Dirichlet distribution is a conjugate prior of the multinomial distribution. Each sample from Dirichlet distribution $\Mr{Dir}(\alpha_1, \dots, \alpha_K)$ is a $K$-dimensional vector $\pi = (\pi_1, \dots, \pi_K)$ such that $\sum_i \pi_i = 1$.
Properties
Let $\alpha = (\alpha_1, \dots, \alpha_K)$.
If $\pi \sim \Mr{Dir}(\alpha_1, \dots, \alpha_k)$, then $$\prob{\pi\mid\alpha} = \frac{\Gamma(\sum a_j)}{\prod \Gamma(\alpha_j)} \prod_{j=1}^K \pi_j^{\alpha_j - 1} \propto \prod_{j=1}^K \pi_j^{\alpha_j - 1}$$
$\exx{\alpha}{\pi_j} = \alpha_j / (\alpha_1 + \dots + \alpha_K)$
(Agglomeration) If $(\pi_1, \dots, \pi_K) \sim \Mr{Dir}(\alpha_1, \dots, \alpha_K)$, then $$(\pi_1 + \pi_2, \pi_3, \dots, \pi_K) \sim \Mr{Dir}(\alpha_1 + \alpha_2, \alpha_3, \dots, \alpha_K)$$
Dirichlet distribution is a conjugate prior of the multinomial distribution.
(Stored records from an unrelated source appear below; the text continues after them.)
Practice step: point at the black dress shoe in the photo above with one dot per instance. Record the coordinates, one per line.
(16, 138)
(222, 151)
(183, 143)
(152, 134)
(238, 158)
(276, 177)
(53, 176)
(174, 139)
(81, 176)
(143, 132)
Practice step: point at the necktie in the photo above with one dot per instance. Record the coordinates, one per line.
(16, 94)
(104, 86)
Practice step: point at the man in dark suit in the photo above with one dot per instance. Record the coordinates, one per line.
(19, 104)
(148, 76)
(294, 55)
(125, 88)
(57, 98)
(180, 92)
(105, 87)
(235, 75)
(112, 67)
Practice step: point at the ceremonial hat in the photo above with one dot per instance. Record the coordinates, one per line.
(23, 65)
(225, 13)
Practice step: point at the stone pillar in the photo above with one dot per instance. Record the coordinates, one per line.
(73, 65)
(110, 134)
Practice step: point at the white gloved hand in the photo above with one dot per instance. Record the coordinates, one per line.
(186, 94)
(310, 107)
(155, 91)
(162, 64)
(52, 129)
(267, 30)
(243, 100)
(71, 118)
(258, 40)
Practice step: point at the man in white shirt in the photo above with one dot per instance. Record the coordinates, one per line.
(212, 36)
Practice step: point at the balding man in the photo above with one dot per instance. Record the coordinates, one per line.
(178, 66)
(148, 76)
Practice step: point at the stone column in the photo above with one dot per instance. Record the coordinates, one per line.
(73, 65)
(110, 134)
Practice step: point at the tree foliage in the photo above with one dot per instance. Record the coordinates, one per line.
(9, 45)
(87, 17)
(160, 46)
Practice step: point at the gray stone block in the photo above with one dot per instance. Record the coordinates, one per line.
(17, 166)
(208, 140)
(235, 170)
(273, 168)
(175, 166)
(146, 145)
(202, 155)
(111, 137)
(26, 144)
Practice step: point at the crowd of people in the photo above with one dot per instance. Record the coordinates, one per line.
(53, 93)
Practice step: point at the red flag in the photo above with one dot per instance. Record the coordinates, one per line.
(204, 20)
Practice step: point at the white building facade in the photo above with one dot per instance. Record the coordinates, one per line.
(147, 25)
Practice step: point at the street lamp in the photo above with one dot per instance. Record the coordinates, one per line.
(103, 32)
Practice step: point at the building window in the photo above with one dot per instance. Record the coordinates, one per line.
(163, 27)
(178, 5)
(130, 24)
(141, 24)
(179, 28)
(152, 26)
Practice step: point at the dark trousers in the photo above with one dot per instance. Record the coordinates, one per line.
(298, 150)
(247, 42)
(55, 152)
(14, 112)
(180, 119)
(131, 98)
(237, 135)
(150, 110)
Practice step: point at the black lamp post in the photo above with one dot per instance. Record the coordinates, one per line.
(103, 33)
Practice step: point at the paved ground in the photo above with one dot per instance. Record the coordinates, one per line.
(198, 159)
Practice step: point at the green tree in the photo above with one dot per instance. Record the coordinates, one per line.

This can be shown by calculating the posterior $$\begin{aligned} \prob{\pi\midd\set{x^{(1)}, \dots, x^{(L)}}, \alpha} &\propto \prob{\pi\mid\alpha}\prob{\set{x^{(1)}, \dots, x^{(L)}}\midd\pi} \\ &\propto \prod_j \pi_j^{\alpha_j - 1} \cdot \prod_j \pi_j^{C_j} \end{aligned}$$ where $C_j$ is the number of times we see $j$ among the $x\i$'s. Therefore, $$\pi\mid\set{x^{(1)}, \dots, x^{(L)}} \sim \Mr{Dir}(\alpha_1 + C_1, \dots, \alpha_K + C_K)$$
Intuitions
Visualization of Dirichlet distribution (lighter = higher density):
Note that $\Mr{Dir}(1,1,1)$ is the uniform distribution. We often use $\alpha < 1$ since the distribution will prefer equal-sized clusters.